OPINIÓN

El hato de 'La mamina', el lugar de los recuerdos de Gonzalo Mallarino

El escritor evoca con nostalgia este sitio de valles helados con vacas gordas, ordeños al amanecer, anchos pastizales y en el que vivió Caravansari, un caballo negro.

Gonzalo Mallarino*
26 de abril de 2020
Gonzalo Mallarino, escritor | Foto: Esteban Vega

Helena Casabianca, “la mamina”, tenía un hato lechero en Ubaté. Las vacas eran gordas, sanas, luminosas bajo el sol, y los potreros estaban rodeados de árboles inmensos y tupidas cercas naturales. Había acequias, pozos naturales y manas de agua caliente.

Veo a María, mi hija, pequeñita, montada en la carreta en que iban hasta el ordeño a sacar las cantinas de leche. Tiraba de la carreta Baltasar, un percherón alazán. La niña, de largas trenzas rubias, miraba con temor a Satélite, el toro, en un potrero vecino. Y con ternura a las terneritas recién nacidas. “La mamina” evitaba decirle que los terneros ya no estaban, ya los habían recogido. Más adelante miraba las vacas del horro, que estaban viejecitas. O secas.

Fuimos muchas veces al amanecer con las ´hateras´ al ordeño. Siento ahora el olor del viento helado, del pasto húmedo, de la leche tibia que daba contra el balde metálico cuando las manos de las mujeres la sacaban de la ubre. Había perales, duraznos, y en los collados y las colinas que guardaban la hacienda, unas moras oscuras y amargas que nos comíamos con los niños, a pesar de que eran muy ácidas.

La mamina era una fiera para bautizar sus vacas y a cada una la reconocía con sólo mirarla. Qué nombres tan graciosos se le ocurrían: la Bagatela, la Cornamusa, la Medialuna, la Baticola…

Tenía unos pocos caballos para montar, muy mansitos. La Batería, África, Leontina, la Fabulosa… Un día trajo un espléndido caballo negro, que al principio fue muy difícil domar. Tuvieron que venir varios domadores, durante quince días. Finalmente, lo apaciguaron. Yo lo bauticé Caravansari, como el libro de poesía de Álvaro Mutis. ¡Qué belleza de caballo! Negro, negro, los ojos luminosos, la crin violenta, las ancas redondas y altas. Nos volvimos muy amigos. Nos queríamos. Yo sentía mucho orgullo de estar con él. Sí, ahora voy al galope en Caravansari por los potreros, bajo los altos eucaliptos, descendiendo una suave colina, atravesando el bosque de robles.
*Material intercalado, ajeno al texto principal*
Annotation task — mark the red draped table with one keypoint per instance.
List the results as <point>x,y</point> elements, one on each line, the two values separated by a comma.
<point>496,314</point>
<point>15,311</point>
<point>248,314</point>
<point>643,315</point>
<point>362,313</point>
Un día se le dañó una herradura y hubo que llamar a un herrero. Vino un hombre impaciente y altivo. Turbó y molestó a Caravansari desde el minuto en que entró al establo. En un lance, el caballo se agitó mucho, corcoveó y se resbaló y cayó de espaldas. Se mató. Yo juré no volver a subirme a un caballo en mi vida. Y lo he cumplido.